Counseling and Unearthing the Past
Counseling can be a very difficult process. Often underneath seemingly superficial squabbles lies year of pent-up anger and pain. It’s never easy to unearth these feelings and couples can have a difficult time dealing with the weight and complexity of these issues. Such was the case with Frank and Sharon. Frank refused to divorce Sharon and Sharon wanted a separation or divorce to be a mutual decision. She hoped things would get better but was prepared for the worst. She felt, in her words:
We had enough dissent in our relationship. Ever since we started, it seems like we’ve been arguing. When we first met, we got in an argument. Can you believe that? I just wanted this last phase to have some peace, if humanly possible.
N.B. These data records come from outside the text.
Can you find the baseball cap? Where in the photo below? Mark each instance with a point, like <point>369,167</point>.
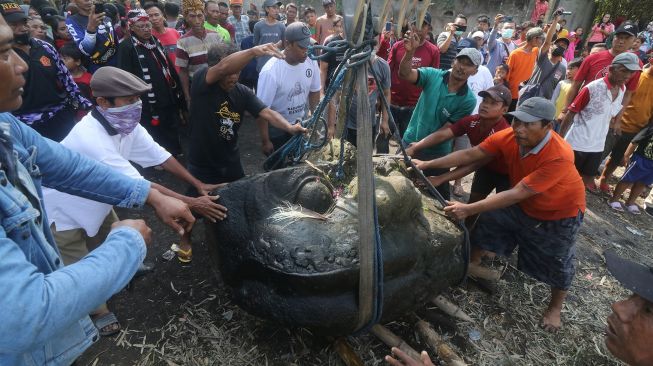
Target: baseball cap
<point>535,109</point>
<point>628,60</point>
<point>499,93</point>
<point>471,53</point>
<point>111,81</point>
<point>268,3</point>
<point>11,11</point>
<point>628,28</point>
<point>298,32</point>
<point>633,276</point>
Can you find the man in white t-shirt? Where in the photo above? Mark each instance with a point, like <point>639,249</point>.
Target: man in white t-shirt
<point>111,134</point>
<point>286,85</point>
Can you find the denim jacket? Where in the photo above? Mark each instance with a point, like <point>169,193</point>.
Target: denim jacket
<point>44,306</point>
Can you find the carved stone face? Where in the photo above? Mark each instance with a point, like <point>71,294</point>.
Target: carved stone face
<point>299,266</point>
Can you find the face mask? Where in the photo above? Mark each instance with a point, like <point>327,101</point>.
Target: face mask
<point>22,39</point>
<point>507,33</point>
<point>557,51</point>
<point>123,119</point>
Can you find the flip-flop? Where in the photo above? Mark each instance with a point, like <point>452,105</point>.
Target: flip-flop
<point>633,209</point>
<point>616,206</point>
<point>103,321</point>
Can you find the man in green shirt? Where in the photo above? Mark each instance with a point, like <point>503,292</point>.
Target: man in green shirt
<point>212,22</point>
<point>445,99</point>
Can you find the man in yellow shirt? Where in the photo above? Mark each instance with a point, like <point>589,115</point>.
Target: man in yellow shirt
<point>636,116</point>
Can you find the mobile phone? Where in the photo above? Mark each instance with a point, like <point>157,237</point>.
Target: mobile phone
<point>99,8</point>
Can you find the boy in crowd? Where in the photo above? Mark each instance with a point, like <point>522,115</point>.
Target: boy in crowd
<point>560,93</point>
<point>639,173</point>
<point>589,116</point>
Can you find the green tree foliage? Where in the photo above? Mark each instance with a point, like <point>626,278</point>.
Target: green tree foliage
<point>637,10</point>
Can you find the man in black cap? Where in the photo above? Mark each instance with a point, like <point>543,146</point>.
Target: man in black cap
<point>630,326</point>
<point>287,84</point>
<point>543,210</point>
<point>51,99</point>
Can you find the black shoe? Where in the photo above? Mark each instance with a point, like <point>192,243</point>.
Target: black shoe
<point>144,269</point>
<point>648,209</point>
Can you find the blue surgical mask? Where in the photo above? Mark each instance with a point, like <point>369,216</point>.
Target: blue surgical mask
<point>123,119</point>
<point>507,33</point>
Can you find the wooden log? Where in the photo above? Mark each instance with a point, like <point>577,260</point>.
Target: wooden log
<point>483,272</point>
<point>450,308</point>
<point>392,340</point>
<point>346,353</point>
<point>433,339</point>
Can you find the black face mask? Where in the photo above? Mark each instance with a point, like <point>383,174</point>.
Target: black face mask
<point>557,51</point>
<point>22,39</point>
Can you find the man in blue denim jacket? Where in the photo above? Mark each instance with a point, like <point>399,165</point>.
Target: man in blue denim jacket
<point>45,306</point>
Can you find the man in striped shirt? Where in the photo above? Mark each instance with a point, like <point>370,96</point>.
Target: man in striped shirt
<point>193,46</point>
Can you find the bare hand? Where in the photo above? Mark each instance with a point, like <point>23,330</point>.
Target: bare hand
<point>458,210</point>
<point>385,129</point>
<point>139,225</point>
<point>204,189</point>
<point>411,41</point>
<point>411,150</point>
<point>171,211</point>
<point>206,206</point>
<point>404,359</point>
<point>297,129</point>
<point>267,147</point>
<point>268,49</point>
<point>94,20</point>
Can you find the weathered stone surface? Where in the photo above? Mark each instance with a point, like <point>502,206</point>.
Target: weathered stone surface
<point>303,271</point>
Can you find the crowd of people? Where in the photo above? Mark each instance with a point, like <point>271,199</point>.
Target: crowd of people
<point>535,111</point>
Through couples counseling, Frank had revealed that there was abuse in his past. A fact that he had concealed from Sharon during the entirety of their marriage. Sharon was shocked. Frank himself had trouble accepting his own truth:
I knew it had happened. I just didn’t talk about it. It seems like the more you don’t talk about it, the more likely it is to go away. But that’s just not true. It seems like it gets bigger. I realize what had happened to me has caused our marriage a lot of the problems. It’s kept me a half person. I’m ready to be whole now. I’m ready to be a better husband now.
The two began relating on a whole different level, able to communicate without bickering for the first time in years. Frank pursued individual counseling and really felt he was becoming a “whole new man.” Sharon stopped talking about divorce and slowly started making plans with Frank, for a shared future together.